Write down the value of the discriminant.[2]

a(i).

Hence, show that \(p = 3\).[1]

a(ii).

The graph of \(f\)has its vertex on the \(x\)-axis.

Find the coordinates of the vertex of the graph of \(f\).[4]

b.

The graph of \(f\) has its vertex on the \(x\)-axis.

Write down the solution of \(f(x) = 0\).[1]

c.

The graph of \(f\) has its vertex on the \(x\)-axis.

The function can be written in the form \(f(x) = a{(x – h)^2} + k\). Write down the value of \(a\).[1]

d(i).

The graph of \(f\) has its vertex on the \(x\)-axis.

The function can be written in the form \(f(x) = a{(x – h)^2} + k\). Write down the value of \(h\).[1]

d(ii).

The graph of \(f\) has its vertex on the \(x\)-axis.

The function can be written in the form \(f(x) = a{(x – h)^2} + k\). Write down the value of \(k\).[1]

d(iii).

The graph of \(f\) has its vertex on the \(x\)-axis.

The graph of a function \(g\) is obtained from the graph of \(f\) by a reflection of \(f\) in the \(x\)-axis, followed by a translation by the vector \(\left( \begin{array}{c}0\\6\end{array} \right)\). Find \(g\), giving your answer in the form \(g(x) = A{x^2} + Bx + C\).[4]

e.
Answer/Explanation

Markscheme

correct value \(0\), or \(36 – 12p\)     A2     N2

[2 marks]

a(i).

correct equation which clearly leads to \(p = 3\)     A1

eg     \(36 – 12p = 0,{\text{ }}36 = 12p\)

\(p = 3\)     AG     N0

[1 mark]

a(ii).

METHOD 1

valid approach     (M1)

eg     \(x =  – \frac{b}{{2a}}\)

correct working     A1

eg     \( – \frac{{( – 6)}}{{2(3)}},{\text{ }}x = \frac{6}{6}\)

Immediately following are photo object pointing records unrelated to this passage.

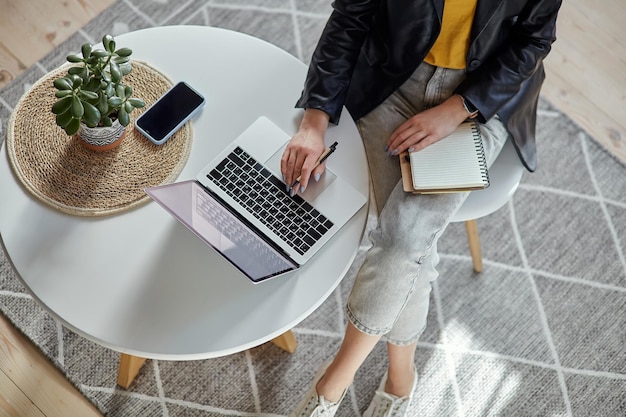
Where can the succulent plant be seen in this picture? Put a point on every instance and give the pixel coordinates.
(92, 92)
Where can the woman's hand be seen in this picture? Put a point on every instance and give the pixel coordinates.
(304, 149)
(428, 127)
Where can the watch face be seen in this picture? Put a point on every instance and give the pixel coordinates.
(473, 111)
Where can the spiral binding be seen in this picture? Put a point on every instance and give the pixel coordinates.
(480, 150)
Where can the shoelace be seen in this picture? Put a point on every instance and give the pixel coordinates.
(392, 406)
(321, 407)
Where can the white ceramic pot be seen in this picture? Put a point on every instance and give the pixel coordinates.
(102, 138)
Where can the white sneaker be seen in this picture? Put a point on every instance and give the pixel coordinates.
(314, 405)
(387, 405)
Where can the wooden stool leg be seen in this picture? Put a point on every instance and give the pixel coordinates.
(474, 243)
(286, 341)
(128, 370)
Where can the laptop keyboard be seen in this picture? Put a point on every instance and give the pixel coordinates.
(263, 194)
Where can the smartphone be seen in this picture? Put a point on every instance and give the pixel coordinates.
(169, 113)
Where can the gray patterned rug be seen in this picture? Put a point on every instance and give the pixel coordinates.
(540, 332)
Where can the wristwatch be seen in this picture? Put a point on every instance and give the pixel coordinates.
(469, 107)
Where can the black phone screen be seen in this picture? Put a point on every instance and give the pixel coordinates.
(169, 112)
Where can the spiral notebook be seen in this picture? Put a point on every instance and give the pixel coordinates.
(455, 163)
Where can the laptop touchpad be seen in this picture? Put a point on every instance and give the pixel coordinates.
(313, 189)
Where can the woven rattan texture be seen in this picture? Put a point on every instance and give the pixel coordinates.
(62, 173)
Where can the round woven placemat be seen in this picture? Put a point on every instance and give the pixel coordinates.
(61, 172)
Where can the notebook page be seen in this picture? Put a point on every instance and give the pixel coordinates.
(456, 161)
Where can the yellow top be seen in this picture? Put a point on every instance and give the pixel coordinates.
(450, 49)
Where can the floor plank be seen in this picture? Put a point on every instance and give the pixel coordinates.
(31, 382)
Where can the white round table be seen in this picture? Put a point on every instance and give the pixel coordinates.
(155, 290)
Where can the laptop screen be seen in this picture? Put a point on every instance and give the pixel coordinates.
(225, 232)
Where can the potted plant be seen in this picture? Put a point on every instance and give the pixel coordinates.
(91, 97)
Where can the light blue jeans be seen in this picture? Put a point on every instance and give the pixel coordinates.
(391, 294)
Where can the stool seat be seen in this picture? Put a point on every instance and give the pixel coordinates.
(504, 177)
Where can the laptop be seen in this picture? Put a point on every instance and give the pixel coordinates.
(239, 206)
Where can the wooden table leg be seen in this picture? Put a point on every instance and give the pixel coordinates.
(128, 370)
(286, 341)
(474, 242)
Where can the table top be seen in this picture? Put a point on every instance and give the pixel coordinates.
(138, 282)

correct answers     A1A1     N2

eg     \(x = 1,{\text{ }}y = 0;{\text{ }}(1,{\text{ }}0)\)

METHOD 2

valid approach     (M1)

eg     \(f(x) = 0\), factorisation, completing the square

correct working     A1

eg     \({x^2} – 2x + 1 = 0,{\text{ }}(3x – 3)(x – 1),{\text{ }}f(x) = 3{(x – 1)^2}\)

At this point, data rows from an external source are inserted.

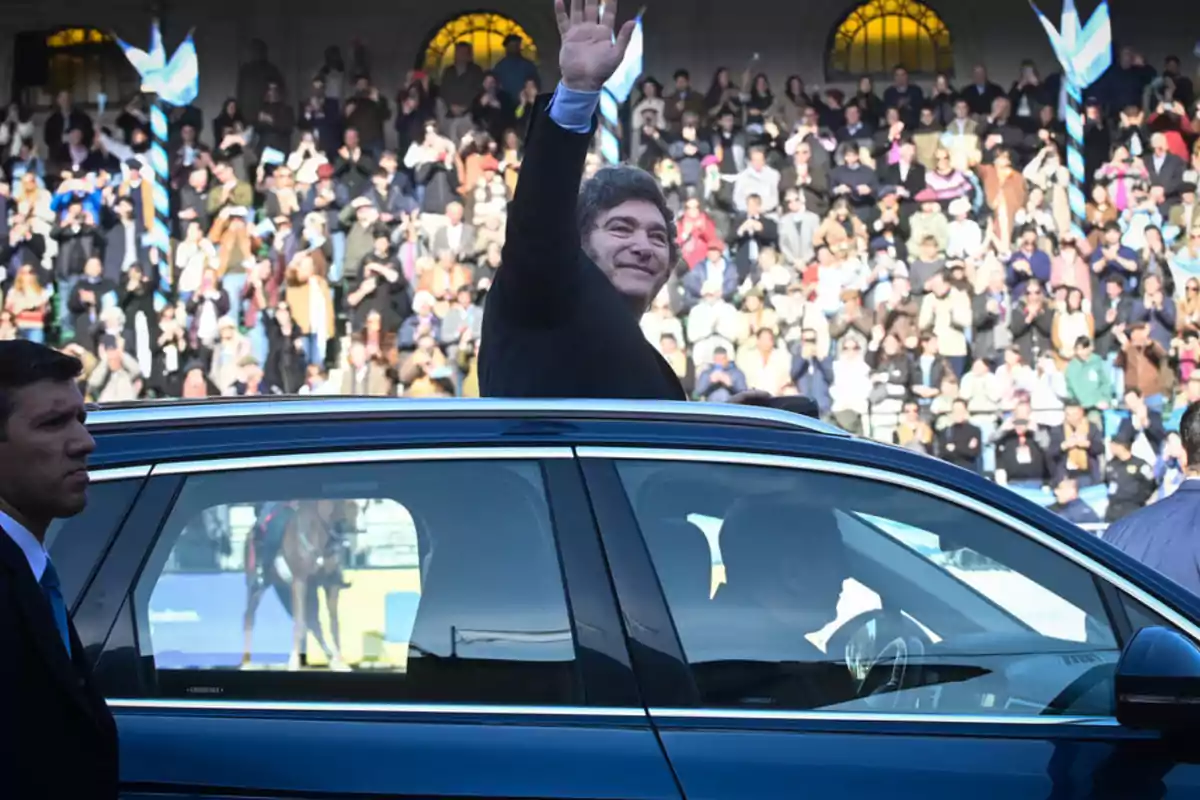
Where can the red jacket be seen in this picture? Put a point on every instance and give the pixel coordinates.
(695, 236)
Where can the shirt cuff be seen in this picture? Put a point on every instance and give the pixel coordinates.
(573, 110)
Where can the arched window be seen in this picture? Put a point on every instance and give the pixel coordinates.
(881, 34)
(485, 31)
(83, 61)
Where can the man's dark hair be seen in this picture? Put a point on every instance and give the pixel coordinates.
(1189, 432)
(612, 186)
(23, 364)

correct answers     A1A1     N2

eg     \(x = 1,{\text{ }}y = 0;{\text{ }}(1,{\text{ }}0)\)

METHOD 3

valid approach using derivative     (M1)

eg     \(f'(x) = 0,{\text{ }}6x – 6\)

correct equation     A1

eg     \(6x – 6 = 0\)

correct answers     A1A1     N2

eg     \(x = 1,{\text{ }}y = 0;{\text{ }}(1,{\text{ }}0)\)

[4 marks]

b.

\(x = 1\)     A1     N1

[1 mark]

c.

\(a = 3\)     A1     N1

[1 mark]

d(i).

\(h = 1\)     A1     N1

[1 mark]

d(ii).

\(k = 0\)     A1     N1

[1 mark]

d(iii).

attempt to apply vertical reflection     (M1)

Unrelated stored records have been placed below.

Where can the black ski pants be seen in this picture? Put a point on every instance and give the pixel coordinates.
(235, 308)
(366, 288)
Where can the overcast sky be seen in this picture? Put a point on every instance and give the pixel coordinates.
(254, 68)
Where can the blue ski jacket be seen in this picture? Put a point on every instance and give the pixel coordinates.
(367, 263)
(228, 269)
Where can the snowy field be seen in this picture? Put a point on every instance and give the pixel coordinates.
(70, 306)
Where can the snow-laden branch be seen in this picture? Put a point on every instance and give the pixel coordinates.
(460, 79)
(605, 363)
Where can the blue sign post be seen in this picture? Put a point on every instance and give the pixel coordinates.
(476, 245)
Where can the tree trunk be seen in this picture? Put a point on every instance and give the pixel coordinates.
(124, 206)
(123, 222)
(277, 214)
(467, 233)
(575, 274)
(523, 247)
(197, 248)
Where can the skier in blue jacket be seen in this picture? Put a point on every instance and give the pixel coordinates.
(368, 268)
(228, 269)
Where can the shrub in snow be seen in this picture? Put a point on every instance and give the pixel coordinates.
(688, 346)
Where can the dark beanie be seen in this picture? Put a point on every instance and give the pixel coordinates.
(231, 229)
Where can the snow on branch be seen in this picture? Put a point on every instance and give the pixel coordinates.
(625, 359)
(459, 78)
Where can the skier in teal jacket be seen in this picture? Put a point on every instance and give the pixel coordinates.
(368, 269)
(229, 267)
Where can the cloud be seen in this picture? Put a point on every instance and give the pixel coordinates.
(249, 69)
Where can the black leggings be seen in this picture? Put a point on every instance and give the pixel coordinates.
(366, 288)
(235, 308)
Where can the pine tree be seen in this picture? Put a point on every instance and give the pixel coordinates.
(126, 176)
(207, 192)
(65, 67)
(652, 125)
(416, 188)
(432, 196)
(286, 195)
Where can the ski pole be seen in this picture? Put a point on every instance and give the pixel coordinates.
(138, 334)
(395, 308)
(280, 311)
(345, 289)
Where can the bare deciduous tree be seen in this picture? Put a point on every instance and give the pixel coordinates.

eg     \( – f(x),{\text{ }} – 3{(x – 1)^2}\), sketch

attempt to apply vertical shift 6 units up     (M1)

eg     \( – f(x) + 6\), vertex \((1, 6)\)

transformations performed correctly (in correct order)     (A1)

eg     \( – 3{(x – 1)^2} + 6,{\text{ }} – 3{x^2} + 6x – 3 + 6\)

\(g(x) =  – 3{x^2} + 6x + 3\)     A1     N3

[4 marks]

e.

Question

Let f(x) = ax2 − 4xc. A horizontal line, L , intersects the graph of f at x = −1 and x = 3.

The equation of the axis of symmetry is x = p. Find p.[2]

a.i.

Hence, show that a = 2.[2]

a.ii.

The equation of L is y = 5 . Find the value of c.[3]

b.
Answer/Explanation

Markscheme

METHOD 1 (using symmetry to find p)

valid approach      (M1)

eg  \(\frac{{ – 1 + 3}}{2}\), 

p = 1     A1 N2

Note: Award no marks if they work backwards by substituting a = 2 into \( – \frac{b}{{2a}}\) to find p.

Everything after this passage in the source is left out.